Catch

All-Star (Video) Game

L'argent, ça va, ça vient,

mais quand ça vient, ça va.

VKM, source non officielle.

 

Où il est question de bouteille, de cul, de quad, de starpower, de powerhouse, de french cancan, de plaquage, de tablier, de bichonner, de jeu vidéo, de chihuahua, de vodka et de bouteille d’eau. Etonnant, non?

 

 

Incroyable! Inviter Desproges, comme ça, sans prévenir?

C'est un fou ce mec!

 

 

Nalyse de Raw du 13 juin

 

 

Comme l’a si bien relevé l’ami Silver, les temps sont durs pour la WWE. Panne de créativité, politique frileuse axée essentiellement sur les revenus au mépris de tout le reste, érosion manifeste du nombre de spectateurs dans les arènes: oui, les temps sont durs.

 

A l’heure où la TNA tente de remonter la pente et de se recentrer sur le catch, la WWE, elle, invoque de vieilles gloires et donne des statuts hégémoniques à deux superstars, comme le faisait… la TNA, précisément, dans le courant de l’année 2010. Théorie des vases communicants, évidemment non, mais la WWE a intérêt à corriger le tir rapidement sous peine de perdre, progressivement, une partie de son audience qui pourrait se retourner vers la concurrente, cette fameuse TNA qui vient de son côté de produire un excellent PPV.

 

 

Pour contrer Dixie Carter, la WWE sort les grands moyens.

 

 

Aussi, c’est avec une pointe de scepticisme que je m’attelai au visionnage de ce Raw de trois heures, baptisé pour l’occasion All-Stars. Steve Austin comme Manager d’un soir, le projet avait de quoi séduire, mais la WWE a ces derniers temps un certain talent pour doucher les enthousiasmes. Et, de fait, le choix d’Austin comme Manager n’a sans doute pas été une idée géniale: SCSA a du charisme, indubitablement, mais il a livré tout au long de la soirée des promos stéréotypées et pris des décisions que n’eût pas reniées Teddy Long, ce qui en dit long sur la prise de risques. Je serai donc peu disert sur l’apport du Rattlesnake, fort limité excepté pour annoncer qu’il allait botter  des culs, ce qu’il fit à l’envi tout le long du show, sans donner suite…

 

Pourquoi All-Stars? Tout d’abord, la WWE a fait intervenir toutes ses Superstars les plus emblématiques en activité, y compris JoMo, et y compris également les résidents de Smackdown. C’est d’autant plus bienvenu que SD manque cruellement de starpower, et que donner un peu d’exposition à ses membres le lundi ne peut être que bénéfique. Il faut quand même savoir que Del Rio et Big Show participent aux tournées de Smackdown plutôt qu’à celles de Raw, tant SD a un besoin maladif de stars de premier plan pour vendre des places, manifestement…

 

 

Maladif, c'est le mot.

 

 

All-Stars, également, en hommage au dernier jeu vidéo de la WWE, qui se démarque des productions habituelles de fin d’année par une jouabilité très arcade et une mise en scène outrancière.
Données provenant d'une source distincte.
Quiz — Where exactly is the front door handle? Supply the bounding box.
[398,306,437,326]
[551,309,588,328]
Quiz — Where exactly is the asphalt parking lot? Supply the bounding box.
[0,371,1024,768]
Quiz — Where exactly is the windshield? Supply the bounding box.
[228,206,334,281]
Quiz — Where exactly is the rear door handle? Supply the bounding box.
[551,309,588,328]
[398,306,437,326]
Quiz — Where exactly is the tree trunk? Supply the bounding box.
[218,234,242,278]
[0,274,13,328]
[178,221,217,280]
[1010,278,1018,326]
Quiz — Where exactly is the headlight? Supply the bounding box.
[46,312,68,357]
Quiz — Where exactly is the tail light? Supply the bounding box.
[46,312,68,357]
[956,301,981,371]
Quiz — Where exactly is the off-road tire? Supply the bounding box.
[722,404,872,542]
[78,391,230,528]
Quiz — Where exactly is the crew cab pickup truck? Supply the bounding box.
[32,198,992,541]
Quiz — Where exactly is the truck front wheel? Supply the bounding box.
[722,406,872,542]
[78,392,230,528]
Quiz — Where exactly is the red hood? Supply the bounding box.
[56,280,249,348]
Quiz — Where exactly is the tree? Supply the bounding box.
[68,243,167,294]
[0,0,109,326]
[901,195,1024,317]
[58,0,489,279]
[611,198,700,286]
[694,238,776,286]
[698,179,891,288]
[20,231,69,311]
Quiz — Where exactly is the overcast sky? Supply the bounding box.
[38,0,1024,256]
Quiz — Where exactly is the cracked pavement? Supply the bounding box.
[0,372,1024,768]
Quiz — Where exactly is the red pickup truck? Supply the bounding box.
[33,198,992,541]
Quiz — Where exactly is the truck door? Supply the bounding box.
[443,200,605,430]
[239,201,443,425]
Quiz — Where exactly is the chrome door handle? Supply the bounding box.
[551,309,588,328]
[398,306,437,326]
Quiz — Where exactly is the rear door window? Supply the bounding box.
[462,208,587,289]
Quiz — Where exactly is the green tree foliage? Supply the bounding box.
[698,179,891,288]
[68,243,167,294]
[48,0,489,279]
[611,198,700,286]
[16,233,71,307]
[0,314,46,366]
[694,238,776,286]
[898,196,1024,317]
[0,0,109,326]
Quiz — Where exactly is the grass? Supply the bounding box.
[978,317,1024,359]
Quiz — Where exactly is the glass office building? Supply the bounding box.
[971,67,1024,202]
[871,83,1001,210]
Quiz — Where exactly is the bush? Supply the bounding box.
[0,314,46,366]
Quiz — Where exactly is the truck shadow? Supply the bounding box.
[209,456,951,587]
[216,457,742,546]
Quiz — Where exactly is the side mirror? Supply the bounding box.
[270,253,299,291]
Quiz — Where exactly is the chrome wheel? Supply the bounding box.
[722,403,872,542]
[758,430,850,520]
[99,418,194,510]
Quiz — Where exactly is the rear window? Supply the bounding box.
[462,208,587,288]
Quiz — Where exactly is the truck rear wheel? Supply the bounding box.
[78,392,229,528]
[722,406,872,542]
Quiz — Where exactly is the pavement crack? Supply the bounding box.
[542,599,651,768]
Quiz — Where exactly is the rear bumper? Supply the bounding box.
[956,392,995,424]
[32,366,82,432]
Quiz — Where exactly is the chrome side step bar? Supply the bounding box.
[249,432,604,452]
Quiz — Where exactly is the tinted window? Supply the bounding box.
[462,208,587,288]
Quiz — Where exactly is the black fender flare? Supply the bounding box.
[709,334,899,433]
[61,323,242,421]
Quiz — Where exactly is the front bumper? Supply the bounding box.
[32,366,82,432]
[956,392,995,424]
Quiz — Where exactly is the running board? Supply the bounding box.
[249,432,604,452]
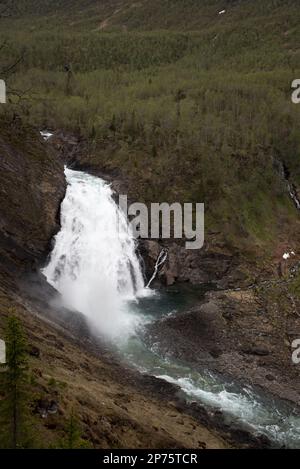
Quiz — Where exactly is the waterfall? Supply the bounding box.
[42,169,149,338]
[147,249,168,288]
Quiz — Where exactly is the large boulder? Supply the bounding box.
[0,119,65,280]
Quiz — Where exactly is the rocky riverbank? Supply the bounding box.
[0,121,234,448]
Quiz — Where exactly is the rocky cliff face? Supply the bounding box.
[0,120,65,286]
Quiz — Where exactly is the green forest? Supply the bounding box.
[0,0,300,256]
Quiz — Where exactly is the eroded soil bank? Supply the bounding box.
[0,123,299,448]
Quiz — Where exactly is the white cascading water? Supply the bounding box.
[43,169,149,338]
[43,169,300,447]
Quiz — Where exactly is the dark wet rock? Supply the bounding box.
[0,120,65,284]
[29,345,40,358]
[145,290,300,404]
[34,399,58,419]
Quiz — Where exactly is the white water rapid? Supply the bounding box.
[43,169,150,338]
[43,169,300,448]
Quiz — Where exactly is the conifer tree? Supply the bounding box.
[0,315,29,449]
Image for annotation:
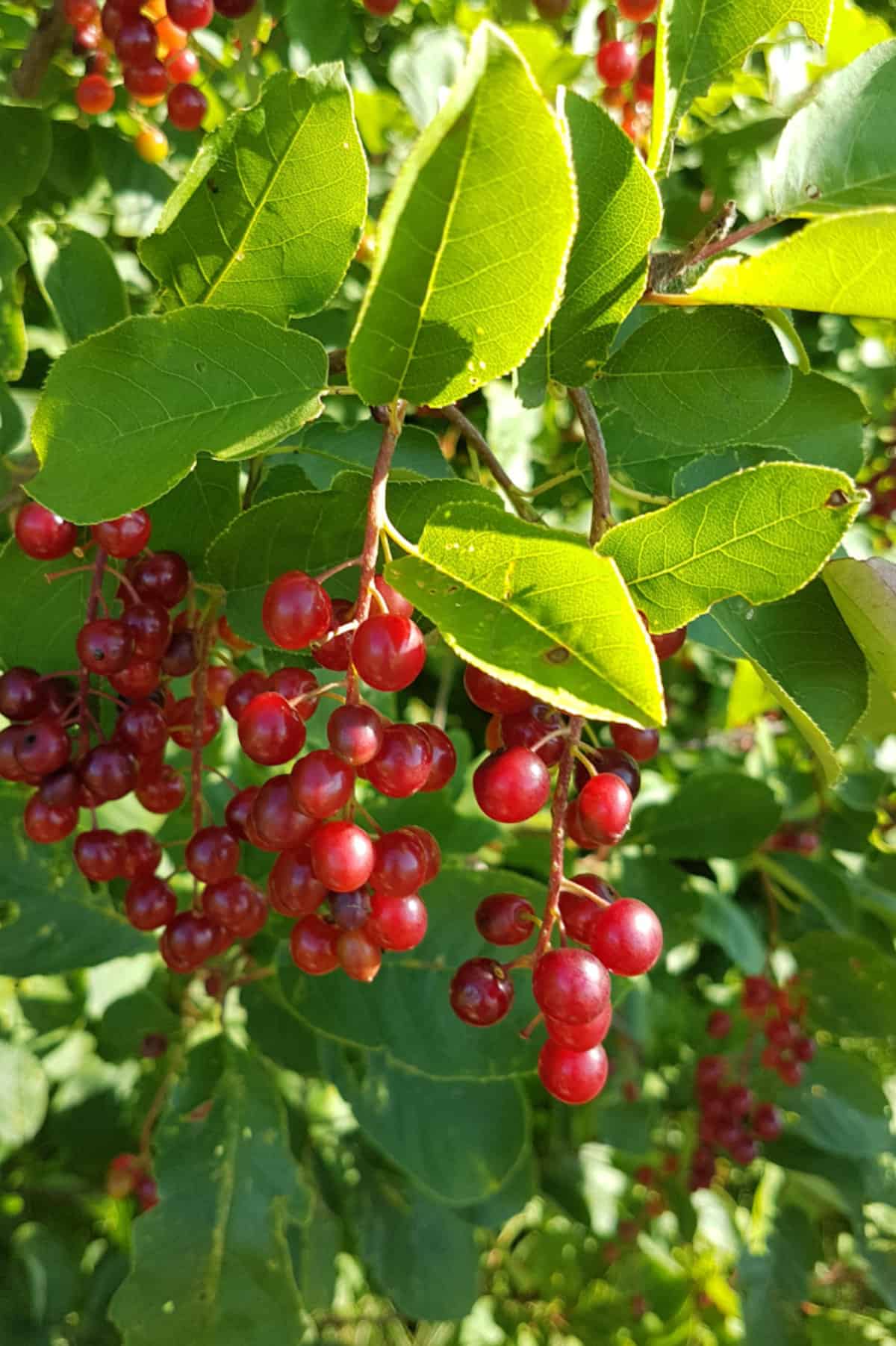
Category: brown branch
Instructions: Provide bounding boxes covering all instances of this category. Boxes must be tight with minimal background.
[440,405,544,523]
[569,387,614,546]
[10,0,67,99]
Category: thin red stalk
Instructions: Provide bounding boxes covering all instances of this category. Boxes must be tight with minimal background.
[535,714,581,962]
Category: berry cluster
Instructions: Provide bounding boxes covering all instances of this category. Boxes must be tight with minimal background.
[64,0,255,163]
[690,977,815,1191]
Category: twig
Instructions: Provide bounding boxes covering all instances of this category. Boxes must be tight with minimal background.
[569,387,614,546]
[441,405,544,523]
[10,0,66,99]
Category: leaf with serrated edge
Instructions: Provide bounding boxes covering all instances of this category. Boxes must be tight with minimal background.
[683,210,896,318]
[768,42,896,215]
[28,308,327,523]
[600,308,792,448]
[647,0,833,169]
[822,556,896,692]
[349,23,576,407]
[597,463,861,632]
[140,65,367,323]
[385,505,663,724]
[547,93,662,384]
[109,1038,308,1346]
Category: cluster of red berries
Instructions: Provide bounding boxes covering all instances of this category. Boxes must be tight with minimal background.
[690,977,815,1191]
[64,0,255,163]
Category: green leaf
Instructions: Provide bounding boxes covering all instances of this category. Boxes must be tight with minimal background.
[271,864,545,1082]
[149,454,240,580]
[0,1042,50,1163]
[28,221,131,346]
[208,473,500,645]
[599,310,792,448]
[0,791,155,977]
[0,106,52,225]
[631,767,780,860]
[822,557,896,692]
[0,222,28,378]
[597,463,862,632]
[547,93,662,385]
[792,932,896,1038]
[349,23,576,407]
[676,210,896,318]
[690,579,868,781]
[140,65,367,323]
[28,308,327,523]
[768,42,896,215]
[322,1043,529,1206]
[386,505,663,724]
[111,1038,308,1346]
[648,0,832,168]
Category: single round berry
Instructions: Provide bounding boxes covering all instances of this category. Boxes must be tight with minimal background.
[449,959,514,1028]
[289,912,339,977]
[473,748,550,823]
[594,42,638,89]
[15,501,78,561]
[75,617,133,674]
[361,724,432,800]
[476,892,537,945]
[268,845,327,920]
[464,664,533,714]
[289,748,355,818]
[309,823,374,892]
[351,612,426,692]
[532,949,609,1023]
[418,724,458,794]
[261,570,332,650]
[0,665,49,720]
[231,684,307,766]
[125,875,178,930]
[168,81,204,131]
[576,771,632,845]
[327,705,386,766]
[609,724,659,761]
[591,898,663,977]
[545,1001,614,1051]
[74,828,125,883]
[369,892,426,953]
[538,1038,609,1103]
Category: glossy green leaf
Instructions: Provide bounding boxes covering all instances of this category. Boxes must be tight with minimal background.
[770,42,896,215]
[0,225,28,378]
[28,308,327,523]
[792,932,896,1038]
[631,767,780,860]
[682,210,896,318]
[271,864,545,1082]
[28,221,131,346]
[386,505,663,724]
[547,93,662,385]
[822,557,896,694]
[648,0,832,168]
[600,310,792,448]
[349,23,576,405]
[690,579,868,781]
[599,463,861,632]
[0,105,52,225]
[322,1043,529,1206]
[208,473,500,645]
[0,790,155,977]
[111,1038,309,1346]
[140,66,367,323]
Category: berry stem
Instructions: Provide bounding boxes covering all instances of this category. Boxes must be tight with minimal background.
[569,387,614,546]
[440,405,544,523]
[534,714,582,962]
Pas exactement un grand jeu, donc, mais difficile de reprocher à la WWE de faire un peu d’autopromo…

 

Toujours est-il que l’on a eu droit, lors de ce Raw assez plaisant, à une revue d’effectif forcément satisfaisante, et à quelques séquences qui surnagent d’autant plus facilement que la WWE a tendance à enfiler les shows moyens depuis quelque temps.

 

Débarrassons-nous d’entrée, avec mépris, du cas des Divas, puisqu'on a vu un nouveau camouflet ahurissant de la WWE à sa section féminine. Le match devait être un tag-team 7 contre 7, et au final nous avons eu un match en un contre un, une KK décidément très en forme faisant le tombé sur une Bella quelconque (pléonasme), avant que les sept faces ne décident, puisque le show avait lieu à Long Island et que les Tony Awards avaient eu lieu la veille, de rendre hommage à Broadway en improvisant un cancan. Grotesque, ridicule, les mots me manquent, problème que Cole a résolu en feignant vomir sur son bureau.

 

 

Quoique… Réflexion faite…

 

 

Fermez le ban.

 

Revenons à des choses plus sérieuses avec Sheamus, opposé à Santino. Soit, j’en entends déjà qui persiflent: Santino? Sérieux? Really? REALLY? Bon, certes, Santino n’est pas exactement un main-eventer, mais il n’empêche que c’est un catcheur relativement solide, capable de sortir quelques moves agréables. C’est d’ailleurs très exactement ce qu’il s’est passé. Evidemment, sous la grêlée de coups de Sheamus, le Canadien n’a existé que par intermittence, mais il a, par moments, réussi ses classiques y compris son Cobra. Insuffisant pour gagner, mais un match correct. Je serai plus réservé sur l’intérêt pour Sheamus de se livrer à ce genre de match: à part pour montrer qu’il peut gagner un match par soumission (une variante des Walls of Jericho), je ne vois pas vraiment ce que ce genre d’affrontement peut lui apporter. Triompher d’un catcheur très populaire est bon pour la heat, mais Santino paraît être une proie indigne d’un Irlandais qui vise le sommet.

 

 

Après les Walls of Jericho, voici la grande Muraille de Chine-Us.

Ok, je sors.

 

 

Second match, maintenant, avec Big Zeke accompagné de Sin Cara et Bryan, face à l’évident trio Barrett + Legacy. Unissant deux feuds en cours, le match était alléchant et permettait de retenir des jeunes prometteurs plutôt que Slater et Gabriel, dont l’avenir apparait d’autant plus incertain. Du côté des heels, on avait donc un excellent technicien (Rhodes) et une encyclopédie du catch (Barrett), tandis que l’équipe Face avait de quoi mettre la bave aux lèvres par seaux entiers: l’idole des smarts et technicien de premier plan Bryan, le voltigeur Cara et la powerhouse Zeke. Autant dire, en quelque sorte, l’équipe complémentaire par excellence. Dans ces conditions, difficile de ne pas râler en voyant que le match a duré un peu moins de quatre minutes, et n’a servi que d’écrin pour un Zeke enchainant les slams puis utilisant Bryan comme projectile humain pour neutraliser la Legacy avant d’offrir le tombé à Sin Cara. Zeke est donc officiellement Face, mais ce match a un peu tout de l’erreur de booking (quand je vous dis que la WWE ressemble à la TNA): avec des catcheurs pareils sur le ring, on n’a pas le droit de faire un match aussi court, ni de ne pas donner du temps pour s’exprimer aux 6. Déception à la mesure de l’espoir suscité par un tel match, donc, pas mauvais, mais totalement hors de propos.

 

 

Ne dites pas: hors de propos.

Dites: bouche bée.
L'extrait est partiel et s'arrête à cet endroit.